Interview de Bastienne Joerchel«Des personnes précarisées vont s’endetter et appeler à l’aide»
Le Centre social protestant Vaud s’est mis en régime d’urgence durant le semi-confinement. Bilan intermédiaire avec sa directrice.

L’association d’entraide vaudoise s’est retrouvée ce printemps au front de la première vague d’infection au coronavirus. Pour mieux assumer les aides alimentaires et pécuniaires, elle s’est alliée avec Caritas-Vaud. À l’occasion de l’assemblée générale du CSP Vaud, la directrice, Bastienne Joerchel, revient sur la crise et évoque l’avenir proche.
Comment se porte le CSP Vaud après ces mois éprouvants?
Nous avons eu une période très intense durant le semi-confinement. Nous sommes parvenus à maintenir nos activités et à organiser des lignes téléphoniques d’urgence en un à deux jours. Avec Caritas Vaud, nous avons récolté plus d’un million de dons. Aujourd’hui, nous reprenons notre souffle. Mais non sans une certaine inquiétude.
Quelles populations ont fait le plus appel à vous?
Nous nous sommes très vite concentrés, avec Caritas, sur les personnes qui ont perdu leur emploi et n’ont pas accès à l’aide publique. Ce sont des personnes sans papiers qui ne demandent jamais d’aide alors qu’elles contribuent grandement à la société. Nous avons aussi aidé ceux qui avaient un petit emploi payé à l’heure. Ce pouvait être des étudiants ou de petits indépendants dans la construction, par exemple. Et puis, il y a aussi eu les gens de la casse moyenne inférieure qui n’ont pas accès à l’aide sociale.

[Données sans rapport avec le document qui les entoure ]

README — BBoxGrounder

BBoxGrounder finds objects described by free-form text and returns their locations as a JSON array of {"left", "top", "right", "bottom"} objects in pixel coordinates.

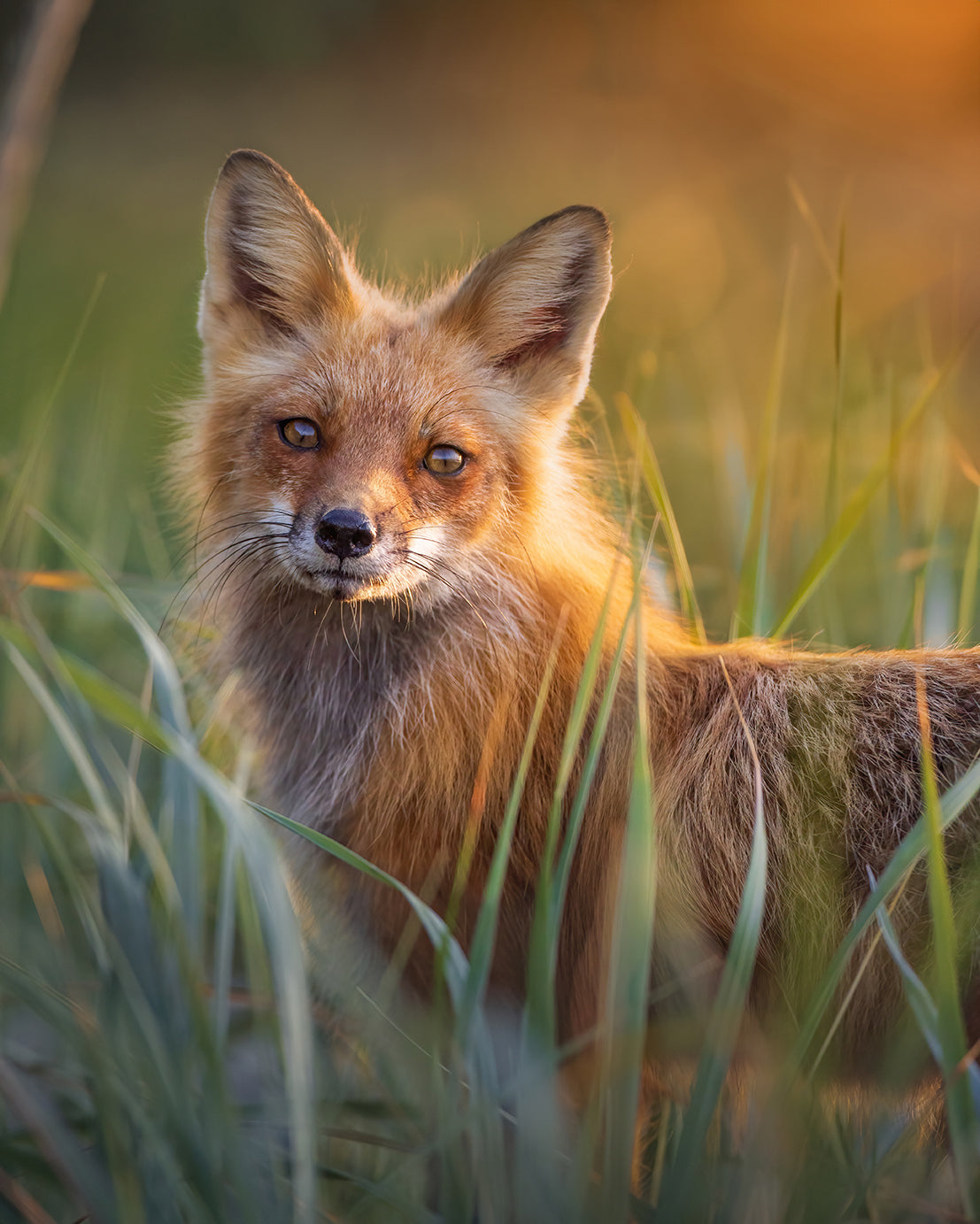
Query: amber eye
[
  {"left": 425, "top": 447, "right": 467, "bottom": 476},
  {"left": 279, "top": 416, "right": 320, "bottom": 450}
]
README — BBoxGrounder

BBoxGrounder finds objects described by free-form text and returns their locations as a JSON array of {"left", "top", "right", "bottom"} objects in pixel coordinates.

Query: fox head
[{"left": 185, "top": 150, "right": 611, "bottom": 617}]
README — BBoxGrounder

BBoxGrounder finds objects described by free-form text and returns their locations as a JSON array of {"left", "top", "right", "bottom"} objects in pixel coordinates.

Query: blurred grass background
[
  {"left": 0, "top": 0, "right": 980, "bottom": 1224},
  {"left": 0, "top": 0, "right": 980, "bottom": 645}
]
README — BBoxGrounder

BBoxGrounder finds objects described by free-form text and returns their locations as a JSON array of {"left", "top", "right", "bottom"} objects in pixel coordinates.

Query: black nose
[{"left": 313, "top": 505, "right": 377, "bottom": 560}]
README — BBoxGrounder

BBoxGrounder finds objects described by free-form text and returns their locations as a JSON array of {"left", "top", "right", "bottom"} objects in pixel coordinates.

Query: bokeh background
[{"left": 0, "top": 0, "right": 980, "bottom": 645}]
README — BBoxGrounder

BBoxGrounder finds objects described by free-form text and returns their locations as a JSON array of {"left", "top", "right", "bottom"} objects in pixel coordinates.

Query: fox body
[{"left": 176, "top": 151, "right": 980, "bottom": 1082}]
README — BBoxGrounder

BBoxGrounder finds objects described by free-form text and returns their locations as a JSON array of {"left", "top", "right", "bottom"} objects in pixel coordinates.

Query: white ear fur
[
  {"left": 197, "top": 150, "right": 357, "bottom": 345},
  {"left": 444, "top": 205, "right": 613, "bottom": 410}
]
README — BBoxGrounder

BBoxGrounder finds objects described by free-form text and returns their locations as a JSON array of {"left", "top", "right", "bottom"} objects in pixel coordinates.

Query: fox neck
[{"left": 224, "top": 553, "right": 570, "bottom": 835}]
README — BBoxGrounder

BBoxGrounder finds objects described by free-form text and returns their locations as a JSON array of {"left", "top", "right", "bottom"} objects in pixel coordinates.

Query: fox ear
[
  {"left": 197, "top": 150, "right": 357, "bottom": 345},
  {"left": 444, "top": 205, "right": 613, "bottom": 409}
]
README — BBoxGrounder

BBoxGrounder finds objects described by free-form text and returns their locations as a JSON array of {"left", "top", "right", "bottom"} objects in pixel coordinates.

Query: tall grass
[{"left": 0, "top": 196, "right": 980, "bottom": 1224}]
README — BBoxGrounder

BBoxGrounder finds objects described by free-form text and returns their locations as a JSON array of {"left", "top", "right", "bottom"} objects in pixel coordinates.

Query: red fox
[{"left": 176, "top": 150, "right": 980, "bottom": 1091}]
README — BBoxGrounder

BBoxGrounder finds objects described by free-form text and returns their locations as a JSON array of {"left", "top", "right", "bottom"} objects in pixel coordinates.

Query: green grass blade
[
  {"left": 659, "top": 670, "right": 767, "bottom": 1224},
  {"left": 785, "top": 761, "right": 980, "bottom": 1076},
  {"left": 731, "top": 251, "right": 796, "bottom": 638},
  {"left": 7, "top": 526, "right": 316, "bottom": 1224},
  {"left": 0, "top": 641, "right": 122, "bottom": 852},
  {"left": 916, "top": 674, "right": 980, "bottom": 1219},
  {"left": 615, "top": 392, "right": 708, "bottom": 645},
  {"left": 0, "top": 273, "right": 105, "bottom": 550},
  {"left": 33, "top": 511, "right": 204, "bottom": 953},
  {"left": 598, "top": 587, "right": 657, "bottom": 1220},
  {"left": 769, "top": 352, "right": 959, "bottom": 638},
  {"left": 457, "top": 614, "right": 566, "bottom": 1048},
  {"left": 524, "top": 566, "right": 625, "bottom": 1051}
]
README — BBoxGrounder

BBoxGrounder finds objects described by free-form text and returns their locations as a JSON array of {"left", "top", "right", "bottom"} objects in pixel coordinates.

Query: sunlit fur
[{"left": 175, "top": 151, "right": 980, "bottom": 1101}]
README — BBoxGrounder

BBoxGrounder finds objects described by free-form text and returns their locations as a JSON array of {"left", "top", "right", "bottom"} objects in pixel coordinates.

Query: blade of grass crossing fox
[
  {"left": 731, "top": 249, "right": 796, "bottom": 638},
  {"left": 256, "top": 802, "right": 469, "bottom": 1006},
  {"left": 524, "top": 566, "right": 619, "bottom": 1049},
  {"left": 20, "top": 512, "right": 316, "bottom": 1224},
  {"left": 769, "top": 349, "right": 961, "bottom": 638},
  {"left": 598, "top": 589, "right": 657, "bottom": 1220},
  {"left": 0, "top": 1055, "right": 124, "bottom": 1224},
  {"left": 786, "top": 761, "right": 980, "bottom": 1076},
  {"left": 613, "top": 401, "right": 708, "bottom": 645},
  {"left": 0, "top": 641, "right": 121, "bottom": 850},
  {"left": 915, "top": 672, "right": 980, "bottom": 1219},
  {"left": 457, "top": 607, "right": 567, "bottom": 1046},
  {"left": 658, "top": 662, "right": 767, "bottom": 1224},
  {"left": 957, "top": 487, "right": 980, "bottom": 645},
  {"left": 445, "top": 621, "right": 568, "bottom": 1219},
  {"left": 251, "top": 803, "right": 490, "bottom": 1219},
  {"left": 213, "top": 837, "right": 237, "bottom": 1046},
  {"left": 875, "top": 905, "right": 977, "bottom": 1220}
]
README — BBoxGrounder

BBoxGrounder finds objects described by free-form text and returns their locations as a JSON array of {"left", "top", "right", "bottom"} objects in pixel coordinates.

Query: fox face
[{"left": 186, "top": 150, "right": 611, "bottom": 607}]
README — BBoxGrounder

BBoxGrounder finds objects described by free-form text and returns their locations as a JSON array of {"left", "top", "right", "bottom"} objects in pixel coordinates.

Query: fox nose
[{"left": 313, "top": 505, "right": 377, "bottom": 560}]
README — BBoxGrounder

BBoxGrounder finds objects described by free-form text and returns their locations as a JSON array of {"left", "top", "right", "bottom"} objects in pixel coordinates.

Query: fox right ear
[{"left": 197, "top": 150, "right": 357, "bottom": 349}]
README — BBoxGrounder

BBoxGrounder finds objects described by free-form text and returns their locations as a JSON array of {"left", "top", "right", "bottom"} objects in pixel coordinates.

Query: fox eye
[
  {"left": 279, "top": 416, "right": 320, "bottom": 450},
  {"left": 425, "top": 447, "right": 467, "bottom": 476}
]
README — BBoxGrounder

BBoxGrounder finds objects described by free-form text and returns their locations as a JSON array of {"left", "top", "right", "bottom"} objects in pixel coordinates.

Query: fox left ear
[
  {"left": 444, "top": 205, "right": 613, "bottom": 412},
  {"left": 197, "top": 150, "right": 359, "bottom": 352}
]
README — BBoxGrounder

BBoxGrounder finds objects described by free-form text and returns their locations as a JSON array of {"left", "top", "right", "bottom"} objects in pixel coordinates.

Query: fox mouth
[{"left": 301, "top": 566, "right": 376, "bottom": 604}]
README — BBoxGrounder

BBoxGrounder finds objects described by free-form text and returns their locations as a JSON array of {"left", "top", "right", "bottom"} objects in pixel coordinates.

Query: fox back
[{"left": 175, "top": 151, "right": 980, "bottom": 1082}]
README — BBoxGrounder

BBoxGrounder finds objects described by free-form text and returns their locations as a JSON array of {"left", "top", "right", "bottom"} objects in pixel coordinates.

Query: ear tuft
[
  {"left": 198, "top": 150, "right": 355, "bottom": 344},
  {"left": 444, "top": 205, "right": 611, "bottom": 408}
]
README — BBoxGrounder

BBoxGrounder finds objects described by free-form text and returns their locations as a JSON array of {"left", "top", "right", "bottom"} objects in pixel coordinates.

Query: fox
[{"left": 174, "top": 150, "right": 980, "bottom": 1101}]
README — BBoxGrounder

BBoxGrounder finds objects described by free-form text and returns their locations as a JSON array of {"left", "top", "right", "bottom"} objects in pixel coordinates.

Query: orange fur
[{"left": 175, "top": 151, "right": 980, "bottom": 1091}]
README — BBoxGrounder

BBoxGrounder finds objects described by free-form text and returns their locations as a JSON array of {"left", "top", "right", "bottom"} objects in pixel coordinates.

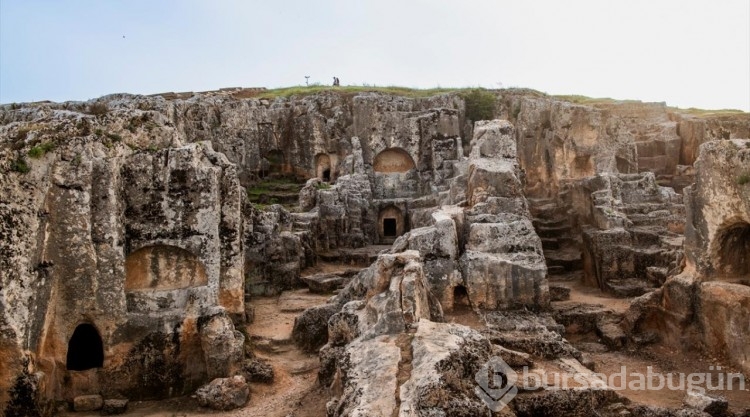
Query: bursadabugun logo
[{"left": 474, "top": 356, "right": 518, "bottom": 412}]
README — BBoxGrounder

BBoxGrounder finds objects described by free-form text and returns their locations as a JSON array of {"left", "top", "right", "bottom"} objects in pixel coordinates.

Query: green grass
[
  {"left": 551, "top": 94, "right": 748, "bottom": 116},
  {"left": 551, "top": 94, "right": 640, "bottom": 104},
  {"left": 671, "top": 107, "right": 748, "bottom": 116},
  {"left": 256, "top": 85, "right": 469, "bottom": 99},
  {"left": 28, "top": 142, "right": 55, "bottom": 159},
  {"left": 461, "top": 88, "right": 497, "bottom": 122}
]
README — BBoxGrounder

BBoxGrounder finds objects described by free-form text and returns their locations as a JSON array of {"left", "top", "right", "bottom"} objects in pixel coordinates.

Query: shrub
[
  {"left": 10, "top": 156, "right": 31, "bottom": 174},
  {"left": 462, "top": 88, "right": 497, "bottom": 122},
  {"left": 105, "top": 133, "right": 122, "bottom": 142},
  {"left": 29, "top": 142, "right": 55, "bottom": 159}
]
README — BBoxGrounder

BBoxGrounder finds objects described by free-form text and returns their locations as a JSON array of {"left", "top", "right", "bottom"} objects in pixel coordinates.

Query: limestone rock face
[
  {"left": 199, "top": 315, "right": 245, "bottom": 378},
  {"left": 0, "top": 136, "right": 244, "bottom": 401},
  {"left": 0, "top": 89, "right": 750, "bottom": 411},
  {"left": 195, "top": 375, "right": 250, "bottom": 411},
  {"left": 73, "top": 395, "right": 104, "bottom": 411},
  {"left": 685, "top": 140, "right": 750, "bottom": 279},
  {"left": 579, "top": 172, "right": 685, "bottom": 296},
  {"left": 696, "top": 281, "right": 750, "bottom": 373},
  {"left": 460, "top": 120, "right": 549, "bottom": 310}
]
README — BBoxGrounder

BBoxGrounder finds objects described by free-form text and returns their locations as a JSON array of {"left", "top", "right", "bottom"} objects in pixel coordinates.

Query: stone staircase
[{"left": 528, "top": 198, "right": 583, "bottom": 275}]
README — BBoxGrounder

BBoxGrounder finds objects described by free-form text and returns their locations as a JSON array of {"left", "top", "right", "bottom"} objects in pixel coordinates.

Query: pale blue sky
[{"left": 0, "top": 0, "right": 750, "bottom": 111}]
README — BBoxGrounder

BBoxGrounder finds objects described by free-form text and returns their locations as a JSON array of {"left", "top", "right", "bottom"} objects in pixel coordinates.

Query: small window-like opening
[
  {"left": 383, "top": 219, "right": 396, "bottom": 237},
  {"left": 453, "top": 285, "right": 469, "bottom": 307},
  {"left": 65, "top": 323, "right": 104, "bottom": 371}
]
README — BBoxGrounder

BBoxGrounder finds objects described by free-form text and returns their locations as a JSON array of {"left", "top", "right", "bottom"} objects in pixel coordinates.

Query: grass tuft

Le fonds de soutien monté avec Caritas Vaud est-il aujourd’hui dépensé?
Oui, nous l’avons fermé fin juin et nous avons fini de traiter l’ensemble des demandes cet été. Désormais, nous ne distribuons plus de cash comme nous l’avons fait ce printemps dans l’urgence. Aujourd’hui, nous faisons de l’accompagnement, par exemple, auprès de ceux qui se retrouvent avec un budget serré après avoir vu leurs revenus diminuer de 20% avec les RHT. Nous les aidons à faire leur budget, à prévenir l’endettement et aussi à trouver les bonnes adresses pour les demandes d’aide.
Selon votre activité habituelle, en somme?
Le guichet ouvert tel que nous l’avons pratiqué était un peu contre-nature. Mais il nous a semblé que nous devions être là pendant ces trois mois. Nous n’étions pas toujours à l’aise avec ce type d’aide directe, en cash, accordée sur la base de simples récits, mais nous avons fait ce qu’il fallait pour soutenir une population en détresse et éviter les abus.
«Il nous a semblé que nous devions être là pendant ces trois mois»
La diversité des différentes aides privées et publiques a-t-elle été problématique?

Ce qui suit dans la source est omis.